Keady reportedly was offered a contract worth $300,000 a year but decided Tuesday morning to stay at Purdue.
Frieder, who took over from Johnny Orr in 1980 after seven seasons as Orr’s assistant, had a 191-87 record at Michigan and led the school to 20 or more victories and an NCAA tournament berth in each of the last six seasons. The Wolverines, 94-10 at home under Frieder, also earned berths in the National Invitation Tournament in 1981 and 1984, winning the title in 1984.
In 1985, Frieder was named the Associated Press’ coach of the year and Big Ten coach of the year.
Frieder becomes the ninth head coach in Arizona State’s 56-year basketball history and the fourth since 1982 when Ned Wulk was fired despite a 406-272 record over 25 years.
Bob Weinhauer was dismissed in 1985 after going 44-45 in three seasons.
Steve Patterson, a first-year assistant, was named interim coach for 1985-86 and full-time coach the next season, but resigned Feb. 4 in his fourth season with a 48-56 overall record.
Second-year assistant Bob Schermerhorn was named interim coach and went 2-7 as the Sun Devils finished 12-16 with five straight losses. They also were 5-13 in the Pacific-10 Conference, their sixth consecutive losing season in the conference.
“There’s no question the program is down right now,” Frieder said. “This is a tough job. I’m not going to lie to you. We’ve got a lot of work to do. Our goal is to put a competitive team on the floor and see progress each year. I’m an extremely hard worker and I have confidence in myself that we’re going to do things the right way and get the program turned around. It’s not going to happen overnight.

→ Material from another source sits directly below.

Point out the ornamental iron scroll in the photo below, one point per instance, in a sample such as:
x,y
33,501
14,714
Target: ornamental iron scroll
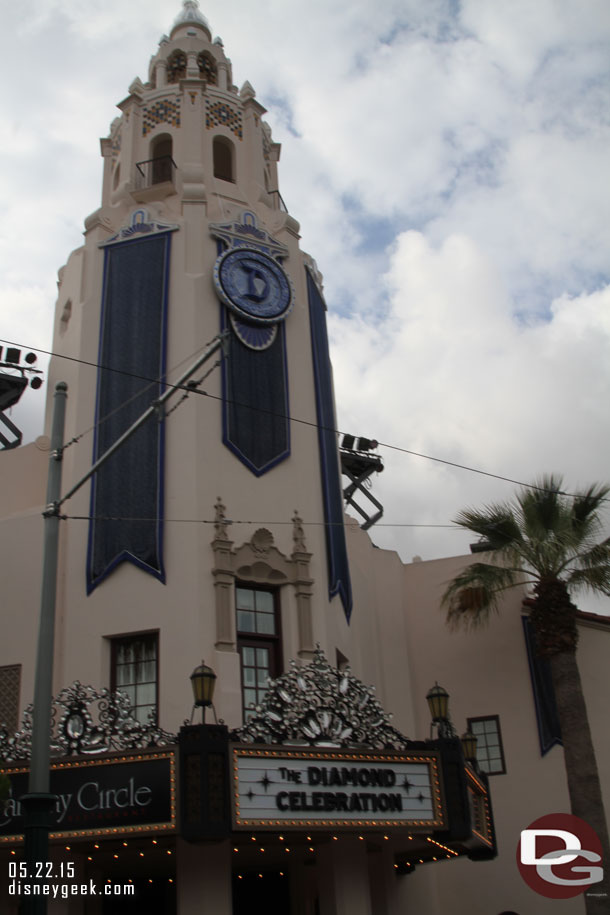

“Sometimes you say, ‘Hey, I’ve accomplished everything at this place. It’s time to move on to a new challenge.’ This is a new challenge.”
Frieder indicated some urgency in his conversation with senior center J.P. Oosterbaan.
“He said he loved us all, but this was something he had to do if he wanted to stay in coaching.” Oosterbaan said.
Wolverine co-captain Mark Hughes said Frieder’s resignation will be a big distraction.
“It’s not every day that a coach leaves,” he said. “All the veteran players have to come together and play really hard.
“We all look forward to seeing him down there. He’ll be there, but not sitting on the bench.”
Frieder said he has recommended Fisher as his successor, as he himself succeeded Orr, and, “I hope my endorsement doesn’t hurt him.”
Schembechler, however, said he would “seek the greatest basketball coach in America to coach this team.”
Schembechler said he would talk with Indiana Coach Bob Knight, a longtime friend, to get advice on the selection.
Gary Grant, the Clippers’ rookie guard who played for Frieder at Michigan, said the consensus among the Wolverines will be to hire Fisher.
“I’ll bet you Bo will leave it up to them,” he said.
Grant said he was surprised that Frieder left before the season ended, but not that he left.
“I don’t think he would have stayed, say, three more years,” said Grant, the Big Ten player of the year last season at Michigan. “Everyone was putting pressure on him because he didn’t win the big games or that he had a sissy preseason schedule. Maybe he saw it coming and decided to get out of there.”